Someone, who in the era of distribution of fraud titles, is a rare underrated player. Someone, whose chewing gum, unlike Ben Dunk, goes unnoticed often while he holds the bat in his hands, calmly in the utmost pressure situations. Somewhere, he is pushing that collapsed batting line up for the whole series to a manageable target of 250 and above in England. Somewhere, he is hitting a last over six in a last-wicket partnership after Anwar Ali blasts Sri Lanka. Somewhere, he is snatching the game from the teeth of the Afghanistan team at the 2019 World Cup. Are we ready to admit that he is our second most important batsman, often wasted at number 7?

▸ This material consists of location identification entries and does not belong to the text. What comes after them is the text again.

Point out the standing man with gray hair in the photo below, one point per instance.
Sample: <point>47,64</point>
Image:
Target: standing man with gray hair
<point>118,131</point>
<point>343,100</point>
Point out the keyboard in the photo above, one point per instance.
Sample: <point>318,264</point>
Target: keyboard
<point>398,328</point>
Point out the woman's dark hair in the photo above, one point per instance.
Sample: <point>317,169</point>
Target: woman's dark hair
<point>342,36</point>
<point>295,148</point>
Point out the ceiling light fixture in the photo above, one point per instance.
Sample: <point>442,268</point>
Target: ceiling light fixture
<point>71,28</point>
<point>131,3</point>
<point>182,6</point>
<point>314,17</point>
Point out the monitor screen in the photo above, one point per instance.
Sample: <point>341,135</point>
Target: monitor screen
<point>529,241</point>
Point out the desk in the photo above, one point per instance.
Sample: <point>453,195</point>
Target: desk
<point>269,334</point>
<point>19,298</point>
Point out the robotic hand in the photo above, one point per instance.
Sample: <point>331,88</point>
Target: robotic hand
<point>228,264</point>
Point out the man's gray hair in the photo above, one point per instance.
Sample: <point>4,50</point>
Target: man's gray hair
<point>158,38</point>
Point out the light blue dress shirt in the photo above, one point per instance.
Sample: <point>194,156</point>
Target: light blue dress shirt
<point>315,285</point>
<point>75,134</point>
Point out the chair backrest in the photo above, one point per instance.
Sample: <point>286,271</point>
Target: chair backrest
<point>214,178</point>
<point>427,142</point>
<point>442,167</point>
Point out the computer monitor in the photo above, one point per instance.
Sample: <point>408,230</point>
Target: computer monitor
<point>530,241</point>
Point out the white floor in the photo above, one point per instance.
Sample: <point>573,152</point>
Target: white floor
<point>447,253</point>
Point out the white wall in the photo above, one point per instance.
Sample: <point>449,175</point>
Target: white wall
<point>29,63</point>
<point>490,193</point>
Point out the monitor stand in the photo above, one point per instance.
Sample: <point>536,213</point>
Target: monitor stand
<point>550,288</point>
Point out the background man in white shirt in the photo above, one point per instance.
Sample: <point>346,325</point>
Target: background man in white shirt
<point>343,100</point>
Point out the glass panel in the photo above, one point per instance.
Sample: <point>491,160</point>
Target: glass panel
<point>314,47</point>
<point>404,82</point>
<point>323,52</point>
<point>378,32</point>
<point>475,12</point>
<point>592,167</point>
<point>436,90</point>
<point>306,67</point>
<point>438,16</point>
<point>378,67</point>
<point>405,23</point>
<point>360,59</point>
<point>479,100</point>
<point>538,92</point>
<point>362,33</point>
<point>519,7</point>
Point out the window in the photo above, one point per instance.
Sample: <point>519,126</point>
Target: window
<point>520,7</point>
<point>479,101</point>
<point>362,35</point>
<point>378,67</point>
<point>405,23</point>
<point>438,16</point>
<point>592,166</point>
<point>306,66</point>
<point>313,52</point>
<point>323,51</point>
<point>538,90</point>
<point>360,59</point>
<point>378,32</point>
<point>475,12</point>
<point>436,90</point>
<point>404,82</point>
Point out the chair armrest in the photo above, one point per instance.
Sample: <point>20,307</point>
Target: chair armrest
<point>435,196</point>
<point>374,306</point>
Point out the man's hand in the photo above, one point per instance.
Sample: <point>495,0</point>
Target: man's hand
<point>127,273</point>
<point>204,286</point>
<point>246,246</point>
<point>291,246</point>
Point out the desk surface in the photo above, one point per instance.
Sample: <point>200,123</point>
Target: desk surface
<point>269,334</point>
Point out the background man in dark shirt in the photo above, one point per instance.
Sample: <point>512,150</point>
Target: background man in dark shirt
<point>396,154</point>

A batsman who, while being a regular at #7, has an ODI average of 42 and a strike rate of 110. A batsman who has a strike rate of 145 in T20Is. Someone who hasn’t debuted in Tests but has a First Class average of 40 with six hundreds to his name. And we haven’t spoken about his economical bowling yet. In an era of 350s and 400s, his economy in ODIs is a mere 4.8 and 6.17 in T20Is.
We haven’t named him yet. But do we have to? Because we only name him when there’s a 100 needed off 30, and he fails to slog madly like an Andre Russell. We name him when we have to meme him on his once increased belly weight or his Kuch Kuch Hota Hai Kajol hairband bashing at the 2017 Champions Trophy vs. India. Or when he goes for a six. Rarely. But he does.
We name him a lot when he miserably fails to deliver. With Shadab Khan improving his batting and potentially making a case for a number 5 spot, it can be a bonus to have this batsman at #6. The modern teams, the progressed ones, do have lower order sloggers to add the cherry onto the cake. But they try not to leave too much to that position. We, throughout our history, have left too much to be done for #6 and below. Maybe it’s time to have some players who, when at the crease, do enough that the number 7s don’t need to make 100 off 30.
The player is a left-hand batsman and a left-arm spinner. He is the second-best batsman for any situation, and we are still not naming him.
The opinions expressed solely belong to the writer and do not necessarily reflect the views of Grassroots Cricket.